Sentiu ganas de interrompê-la, mas não se atrevia a fazê-lo.
"Que queres?", perguntou enfim a rapariga com irritação, após falhar mais duas notas. Fixou nele o olhar, numa expressão de censura. "Não vês que me estás a desconcentrar?"
"Desculpa."
Mana suspirou e pousou a guitarra no regaço, enchendo-se de paciência.
"Então o que queres tu? Passa-se alguma coisa?"
José encolheu os ombros.
"Nada, Mana. Estava só a ouvir-te."
"Ah", corou. "Achas que toco bem?"
O mais novo sorriu.
"Nem por isso." "Oh!"
"Uh... não tocas mal", apressou-se a esclarecer, diplomático, preocupado em não ofender a irmã.
"O problema é que a Mimi é muito melhor."
Mana riu-se. Mimi era uma pequena cantora do programa infantil do Rádio Clube Português, um verdadeiro êxito junto da pequenada.

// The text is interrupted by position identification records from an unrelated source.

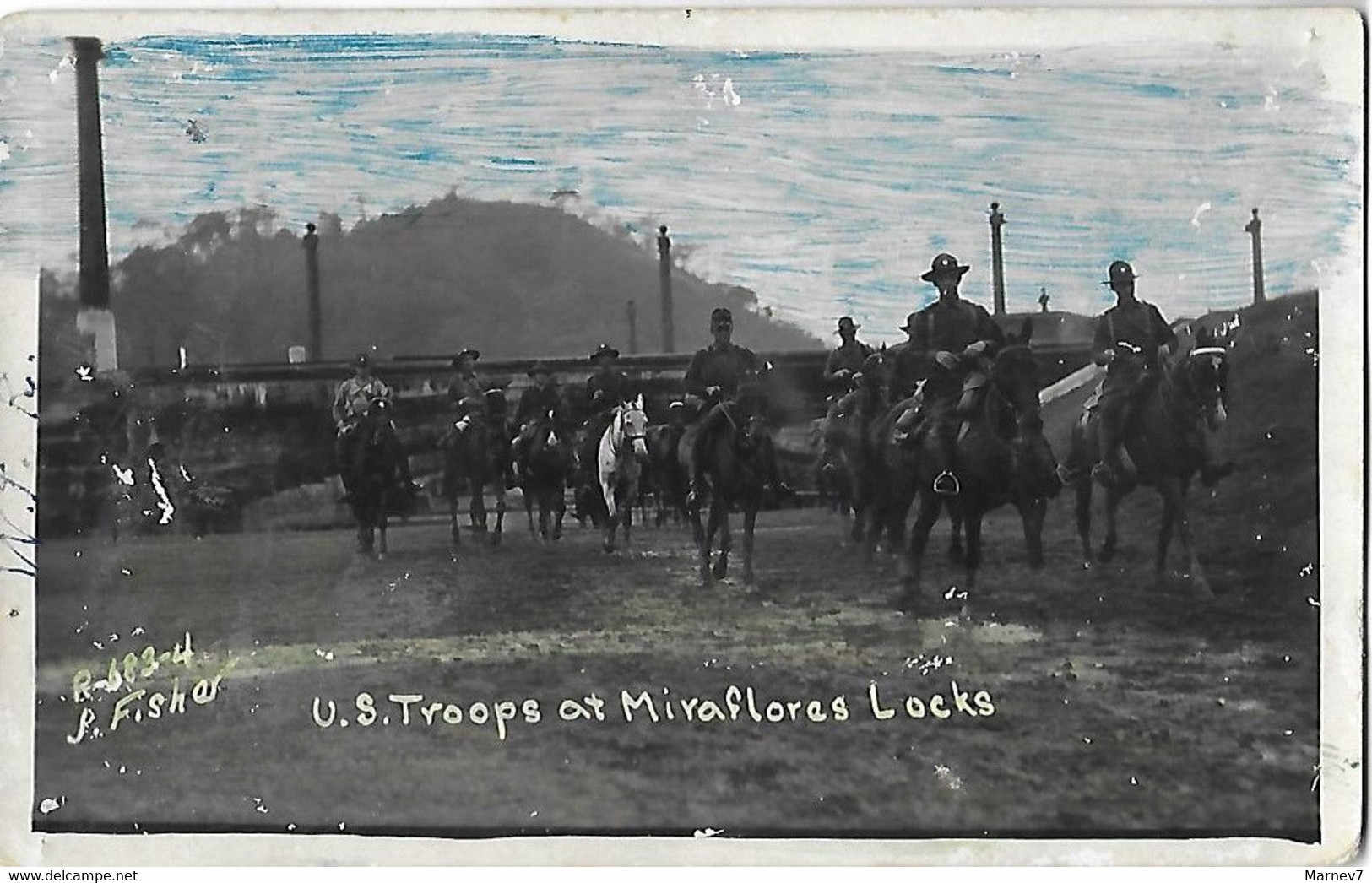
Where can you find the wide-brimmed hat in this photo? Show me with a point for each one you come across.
(944, 266)
(1120, 272)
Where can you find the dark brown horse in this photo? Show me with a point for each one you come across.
(735, 469)
(1002, 458)
(855, 452)
(475, 450)
(1165, 447)
(377, 479)
(545, 468)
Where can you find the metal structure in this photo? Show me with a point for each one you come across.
(664, 274)
(312, 283)
(95, 320)
(1255, 230)
(998, 272)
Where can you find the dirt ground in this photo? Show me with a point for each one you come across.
(1071, 701)
(1115, 707)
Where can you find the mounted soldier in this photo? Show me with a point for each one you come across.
(847, 358)
(535, 406)
(718, 376)
(1132, 340)
(465, 390)
(951, 344)
(351, 402)
(605, 388)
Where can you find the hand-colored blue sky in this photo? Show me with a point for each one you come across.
(823, 181)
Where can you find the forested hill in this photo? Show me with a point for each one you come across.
(511, 280)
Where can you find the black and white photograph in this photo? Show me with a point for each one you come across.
(921, 435)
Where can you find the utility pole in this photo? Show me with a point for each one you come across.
(664, 276)
(312, 281)
(1255, 228)
(998, 272)
(95, 320)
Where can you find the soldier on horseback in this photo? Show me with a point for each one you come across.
(1131, 342)
(351, 402)
(718, 375)
(607, 387)
(535, 404)
(847, 358)
(951, 344)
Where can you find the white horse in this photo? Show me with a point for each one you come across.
(621, 459)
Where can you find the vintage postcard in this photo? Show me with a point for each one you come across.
(814, 436)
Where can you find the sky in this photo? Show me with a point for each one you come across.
(827, 181)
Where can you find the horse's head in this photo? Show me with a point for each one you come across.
(1205, 376)
(873, 371)
(632, 426)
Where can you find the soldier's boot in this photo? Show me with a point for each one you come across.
(946, 483)
(904, 425)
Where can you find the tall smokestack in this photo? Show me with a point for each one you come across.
(95, 318)
(312, 281)
(1255, 230)
(998, 269)
(664, 274)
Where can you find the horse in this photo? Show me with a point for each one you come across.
(619, 465)
(664, 472)
(375, 478)
(1165, 447)
(735, 474)
(474, 457)
(1003, 458)
(545, 467)
(854, 454)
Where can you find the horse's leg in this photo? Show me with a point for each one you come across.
(750, 523)
(1179, 507)
(1031, 514)
(1108, 546)
(726, 544)
(1084, 517)
(972, 560)
(707, 576)
(500, 509)
(913, 564)
(380, 528)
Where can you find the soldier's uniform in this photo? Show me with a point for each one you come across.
(847, 358)
(351, 404)
(1128, 335)
(605, 390)
(535, 404)
(724, 368)
(962, 329)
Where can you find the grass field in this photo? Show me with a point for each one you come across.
(1117, 707)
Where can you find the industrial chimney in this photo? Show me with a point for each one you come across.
(95, 320)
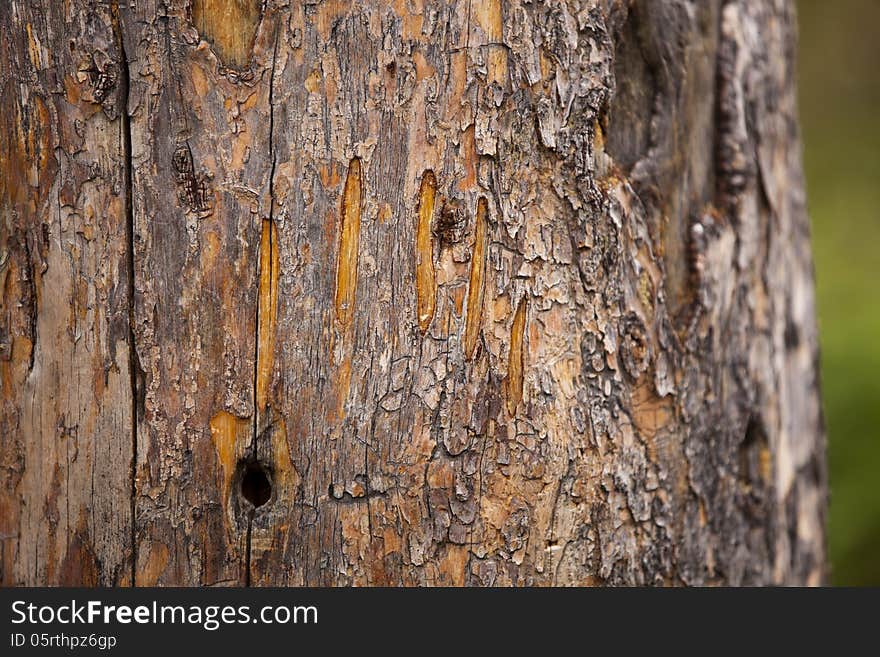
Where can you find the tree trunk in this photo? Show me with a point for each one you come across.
(405, 293)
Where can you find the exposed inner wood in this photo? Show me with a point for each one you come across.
(477, 279)
(426, 280)
(230, 26)
(349, 242)
(531, 281)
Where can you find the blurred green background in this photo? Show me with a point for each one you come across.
(840, 109)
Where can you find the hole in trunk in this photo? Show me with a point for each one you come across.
(256, 487)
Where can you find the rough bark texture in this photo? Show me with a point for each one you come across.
(455, 292)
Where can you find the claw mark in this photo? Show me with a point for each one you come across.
(268, 296)
(346, 266)
(477, 284)
(426, 284)
(516, 358)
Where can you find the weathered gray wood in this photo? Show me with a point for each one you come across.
(65, 382)
(490, 293)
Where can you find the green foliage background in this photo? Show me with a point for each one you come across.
(840, 109)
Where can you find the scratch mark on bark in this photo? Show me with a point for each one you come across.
(230, 26)
(426, 284)
(477, 285)
(516, 359)
(268, 295)
(133, 361)
(346, 268)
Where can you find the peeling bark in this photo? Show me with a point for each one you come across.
(406, 293)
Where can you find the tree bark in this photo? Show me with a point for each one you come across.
(406, 293)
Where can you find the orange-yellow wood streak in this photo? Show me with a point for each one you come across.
(487, 15)
(426, 282)
(349, 240)
(268, 294)
(231, 436)
(516, 359)
(477, 283)
(230, 26)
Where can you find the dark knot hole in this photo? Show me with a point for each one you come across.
(256, 487)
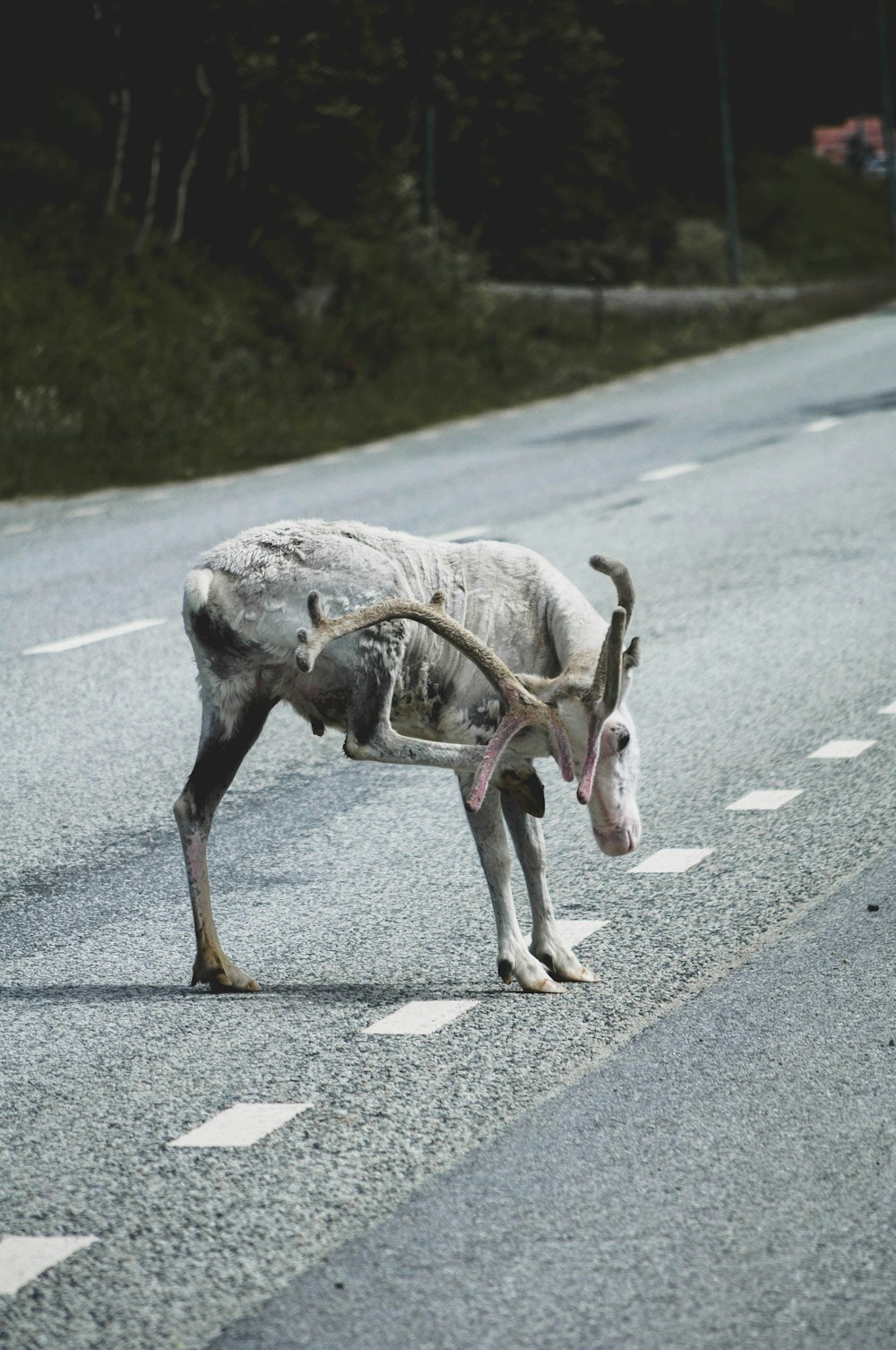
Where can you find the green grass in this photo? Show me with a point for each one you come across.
(177, 368)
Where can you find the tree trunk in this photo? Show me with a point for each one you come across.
(120, 146)
(149, 210)
(189, 163)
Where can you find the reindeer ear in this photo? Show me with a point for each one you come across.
(527, 790)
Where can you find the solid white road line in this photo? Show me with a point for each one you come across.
(672, 861)
(573, 930)
(656, 475)
(240, 1125)
(421, 1017)
(764, 800)
(68, 645)
(823, 424)
(841, 749)
(23, 1259)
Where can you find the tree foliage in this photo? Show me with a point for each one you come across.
(285, 136)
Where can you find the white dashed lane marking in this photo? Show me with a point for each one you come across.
(242, 1125)
(764, 800)
(672, 861)
(573, 930)
(421, 1018)
(656, 475)
(841, 749)
(68, 645)
(23, 1259)
(823, 424)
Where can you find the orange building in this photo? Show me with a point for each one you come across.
(834, 142)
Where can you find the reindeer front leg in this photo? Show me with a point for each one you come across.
(216, 763)
(547, 944)
(514, 962)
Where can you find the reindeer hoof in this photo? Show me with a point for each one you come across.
(223, 976)
(530, 974)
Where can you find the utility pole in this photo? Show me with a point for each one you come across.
(732, 234)
(887, 100)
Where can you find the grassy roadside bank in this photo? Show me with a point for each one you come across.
(181, 371)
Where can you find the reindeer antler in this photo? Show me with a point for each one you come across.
(602, 698)
(524, 707)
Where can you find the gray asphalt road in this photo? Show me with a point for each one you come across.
(765, 579)
(652, 1205)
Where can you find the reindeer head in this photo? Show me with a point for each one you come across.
(581, 710)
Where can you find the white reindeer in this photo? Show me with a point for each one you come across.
(434, 691)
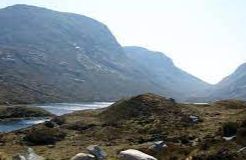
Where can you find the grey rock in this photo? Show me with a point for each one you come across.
(132, 154)
(158, 146)
(83, 156)
(97, 152)
(32, 155)
(18, 157)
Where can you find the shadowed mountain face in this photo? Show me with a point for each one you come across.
(49, 56)
(232, 87)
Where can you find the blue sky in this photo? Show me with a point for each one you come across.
(204, 37)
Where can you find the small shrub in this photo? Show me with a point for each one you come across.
(230, 129)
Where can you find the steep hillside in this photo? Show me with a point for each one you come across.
(49, 56)
(232, 87)
(160, 69)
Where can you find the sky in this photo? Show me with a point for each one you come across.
(203, 37)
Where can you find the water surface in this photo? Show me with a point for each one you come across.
(54, 108)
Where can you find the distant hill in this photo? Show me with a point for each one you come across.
(160, 69)
(231, 87)
(49, 56)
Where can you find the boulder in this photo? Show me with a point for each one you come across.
(97, 152)
(132, 154)
(18, 157)
(158, 146)
(83, 156)
(33, 156)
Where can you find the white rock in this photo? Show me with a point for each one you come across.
(132, 154)
(83, 156)
(229, 138)
(18, 157)
(33, 156)
(97, 152)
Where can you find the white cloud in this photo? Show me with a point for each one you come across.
(206, 37)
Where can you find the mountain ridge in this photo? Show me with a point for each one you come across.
(51, 56)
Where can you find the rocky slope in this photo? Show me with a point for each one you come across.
(49, 56)
(12, 112)
(232, 87)
(187, 131)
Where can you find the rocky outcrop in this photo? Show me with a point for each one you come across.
(132, 154)
(83, 156)
(97, 152)
(30, 155)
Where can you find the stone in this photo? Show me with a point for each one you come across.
(158, 146)
(33, 156)
(18, 157)
(132, 154)
(97, 152)
(83, 156)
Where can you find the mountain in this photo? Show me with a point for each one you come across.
(231, 87)
(50, 56)
(161, 70)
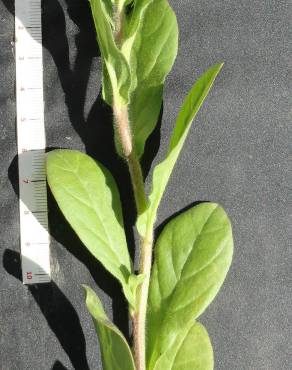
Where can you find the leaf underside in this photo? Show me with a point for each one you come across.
(192, 257)
(151, 58)
(89, 199)
(134, 72)
(162, 171)
(115, 351)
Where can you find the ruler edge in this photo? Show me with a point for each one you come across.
(21, 204)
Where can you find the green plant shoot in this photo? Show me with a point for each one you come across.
(138, 41)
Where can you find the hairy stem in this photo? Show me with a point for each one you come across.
(139, 318)
(125, 137)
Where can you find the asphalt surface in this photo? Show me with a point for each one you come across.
(236, 154)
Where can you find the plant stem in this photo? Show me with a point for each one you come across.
(125, 137)
(138, 317)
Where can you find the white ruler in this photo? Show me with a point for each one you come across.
(34, 236)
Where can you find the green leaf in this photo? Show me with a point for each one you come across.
(192, 258)
(190, 349)
(195, 352)
(115, 351)
(89, 199)
(162, 172)
(152, 48)
(116, 76)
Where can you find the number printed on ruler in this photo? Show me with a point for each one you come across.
(34, 236)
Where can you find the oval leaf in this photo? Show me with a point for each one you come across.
(89, 199)
(152, 54)
(162, 172)
(115, 351)
(191, 350)
(192, 257)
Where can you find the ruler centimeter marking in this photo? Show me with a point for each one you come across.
(31, 142)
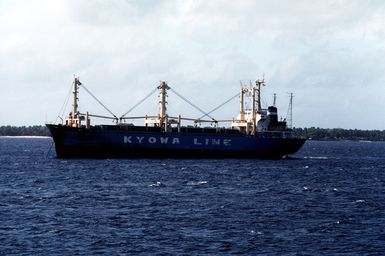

"Pudera! A Mimi é... é uma artista."
"Eu era capaz de tocar como a Mimi."
A irmã voltou a rir-se.
"Pateta! A Mimi não toca, só canta. Quem toca são outros, percebes? Estão atrás a tocar viola e a Mimi acompanha-os com a voz."
"Então eu toco como os outros. Eu toco e tu cantas. Que tal?"
"Mas tu alguma vez tocaste?"
"Eu não."
"Então como sabes que tocas?"
"Sei."
Mana fez um gesto com as mãos, a chamar o irmão.
"Anda cá", disse. Bateu com a palma da mão no joelho, convidando-o a sentar-se ao seu colo.
"Vamos lá a ver se tocas ou não tocas."
José acomodou-se sobre a perna da irmã e começou por dedilhar as cordas da guitarra. Ao fim de alguns minutos a ensaiar sons, arrancou da guitarra a primeira sequência melódica, um extracto da banda sonora de E Tudo o Vento Levou, o filme que fizera furor poucos anos antes, no tempo da guerra, com Clark Gable e Vivien Leigh. O efeito foi tão surpreendente que Mana desatou a bater palmas.